Cependant, ceux qui avaient commencé avec de grandes espérances ne se sont pas tous retrouvés désillusionnés, mais il est malheureusement difficile de connaître leur nombre. Pour autant que je sache, il n’existe aucune donnée statistique ni aucune approximation solide, et, même si elles existaient, il serait pratiquement impossible d’apprécier à coup sûr les caractéristiques des individus. Aujourd’hui, des millions de gens, en Amérique et en Europe, essaient de reprendre contact avec la tradition et de trouver des maîtres qui pourraient leur montrer le chemin.

Mais, en grande partie, les doctrines et les maîtres sont soit trompeurs, soit dénaturés par le bourrage de crâne des relations publiques, soit encore compromis par les intérêts d’argent ou de prestige des gourous respectifs. Malgré tous ces trompe l’œil, certains peuvent véritablement tirer bénéfice de ces méthodes; d’autres s’y appliqueront sans avoir sérieusement l’intention de changer intérieurement.

J’estime pour ma part que le nombre des jeunes (et de moins jeunes) qui sont vraiment désireux de passer du mode avoir au mode être ne se limite pas à quelques individus dispersés. Je crois qu’un très grand nombre de groupes et d’individus se dirigent vers le mode être, qu’ils représentent une nouvelle tendance dépassant l’orientation « avoir » de la majorité et qu’ils ont une signification historique. Ce ne sera pas la première fois dans l’histoire qu’une minorité indique le cours que prendra l’évolution historique. L’existence de cette minorité fait espérer un changement général d’attitude, du mode de l’avoir au mode de l’être.

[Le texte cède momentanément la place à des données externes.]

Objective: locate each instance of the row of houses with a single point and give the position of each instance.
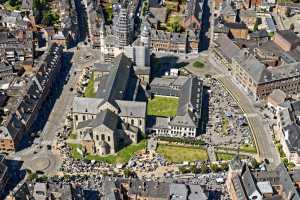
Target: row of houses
(113, 188)
(252, 71)
(244, 183)
(23, 112)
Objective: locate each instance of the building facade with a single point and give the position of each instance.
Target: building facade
(20, 120)
(117, 115)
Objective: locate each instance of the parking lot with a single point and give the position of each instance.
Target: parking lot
(227, 125)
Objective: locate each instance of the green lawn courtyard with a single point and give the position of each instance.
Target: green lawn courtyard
(74, 152)
(178, 154)
(122, 156)
(90, 91)
(162, 106)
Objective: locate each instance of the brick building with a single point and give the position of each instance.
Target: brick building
(287, 40)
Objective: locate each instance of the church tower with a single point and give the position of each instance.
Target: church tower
(102, 38)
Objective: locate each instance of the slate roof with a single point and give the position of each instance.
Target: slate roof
(278, 96)
(106, 118)
(132, 108)
(190, 104)
(194, 8)
(115, 86)
(289, 36)
(251, 65)
(168, 86)
(196, 193)
(164, 36)
(227, 47)
(3, 167)
(86, 105)
(227, 9)
(149, 189)
(287, 183)
(293, 137)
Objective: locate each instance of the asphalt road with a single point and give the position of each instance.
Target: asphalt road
(263, 138)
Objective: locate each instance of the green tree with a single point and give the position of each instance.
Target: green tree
(127, 173)
(214, 168)
(204, 169)
(224, 167)
(292, 27)
(198, 64)
(32, 177)
(254, 163)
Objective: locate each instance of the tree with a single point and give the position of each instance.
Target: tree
(224, 167)
(214, 167)
(127, 173)
(204, 169)
(32, 177)
(198, 64)
(254, 163)
(288, 12)
(292, 27)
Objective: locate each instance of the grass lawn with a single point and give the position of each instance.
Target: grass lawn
(224, 124)
(224, 156)
(75, 154)
(198, 64)
(122, 156)
(248, 148)
(162, 106)
(178, 154)
(89, 91)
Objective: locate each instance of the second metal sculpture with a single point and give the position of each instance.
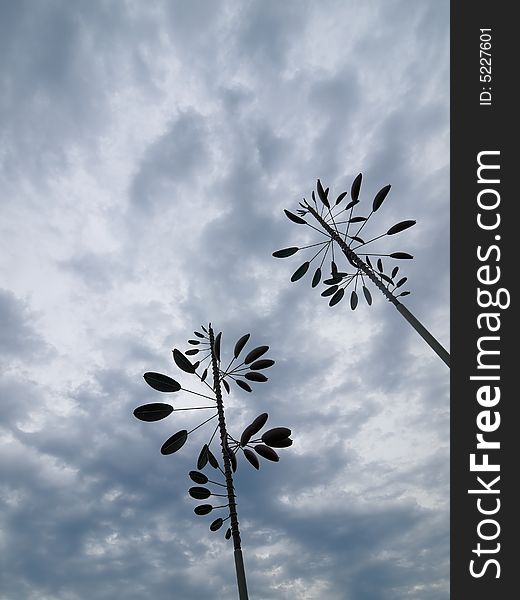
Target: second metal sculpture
(208, 346)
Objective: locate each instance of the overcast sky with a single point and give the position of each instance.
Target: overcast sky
(147, 152)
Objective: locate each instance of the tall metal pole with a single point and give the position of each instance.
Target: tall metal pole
(355, 260)
(235, 532)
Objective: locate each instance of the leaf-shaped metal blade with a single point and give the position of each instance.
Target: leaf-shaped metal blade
(329, 291)
(199, 493)
(340, 197)
(275, 435)
(263, 363)
(239, 346)
(203, 509)
(300, 271)
(217, 524)
(316, 277)
(285, 443)
(253, 428)
(198, 477)
(212, 460)
(255, 353)
(218, 338)
(232, 458)
(356, 186)
(322, 194)
(285, 252)
(294, 218)
(255, 376)
(337, 297)
(175, 442)
(353, 300)
(182, 362)
(398, 227)
(380, 196)
(267, 452)
(161, 383)
(252, 458)
(202, 461)
(153, 412)
(242, 384)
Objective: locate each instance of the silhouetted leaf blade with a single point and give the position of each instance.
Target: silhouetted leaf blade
(217, 524)
(251, 457)
(175, 442)
(329, 291)
(353, 300)
(182, 362)
(294, 218)
(218, 338)
(275, 435)
(300, 271)
(255, 353)
(198, 477)
(253, 428)
(398, 227)
(202, 460)
(267, 452)
(322, 194)
(255, 376)
(203, 509)
(161, 383)
(285, 252)
(199, 493)
(380, 196)
(337, 297)
(212, 459)
(153, 412)
(242, 384)
(239, 346)
(340, 197)
(356, 186)
(263, 363)
(316, 277)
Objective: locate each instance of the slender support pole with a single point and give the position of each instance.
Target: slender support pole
(235, 532)
(353, 258)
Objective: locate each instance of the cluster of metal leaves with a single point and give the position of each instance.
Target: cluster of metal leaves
(248, 370)
(160, 410)
(278, 437)
(203, 493)
(335, 290)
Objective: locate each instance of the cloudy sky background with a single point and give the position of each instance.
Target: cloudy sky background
(147, 152)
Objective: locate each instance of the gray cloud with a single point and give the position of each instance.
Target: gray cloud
(147, 157)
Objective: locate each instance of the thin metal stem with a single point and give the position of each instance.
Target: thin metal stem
(412, 320)
(235, 532)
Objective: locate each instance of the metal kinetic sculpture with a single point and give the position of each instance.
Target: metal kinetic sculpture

Cet espoir est d’autant plus justifié que certains des facteurs qui ont rendu possible l’apparition de ces nouvelles attitudes sont des changements historiques pratiquement irréversibles : l’effondrement de la suprématie patriarcale sur les femmes et de la domination parentale sur les jeunes. Alors que la révolution politique du XXe siècle, celle de l’U.R.S.S., a échoué (il est trop tôt pour juger du résultat final de la révolution chinoise) les révolutions victorieuses de notre siècle, même si elles n’en sont qu’à leur début; sont celles des femmes et des enfants, et la révolution sexuelle. Leurs principes ont déjà pénétré profondément la conscience d’un grand nombre d’individus et, de jour en jour, les anciennes idéologies deviennent de plus en plus ridicules.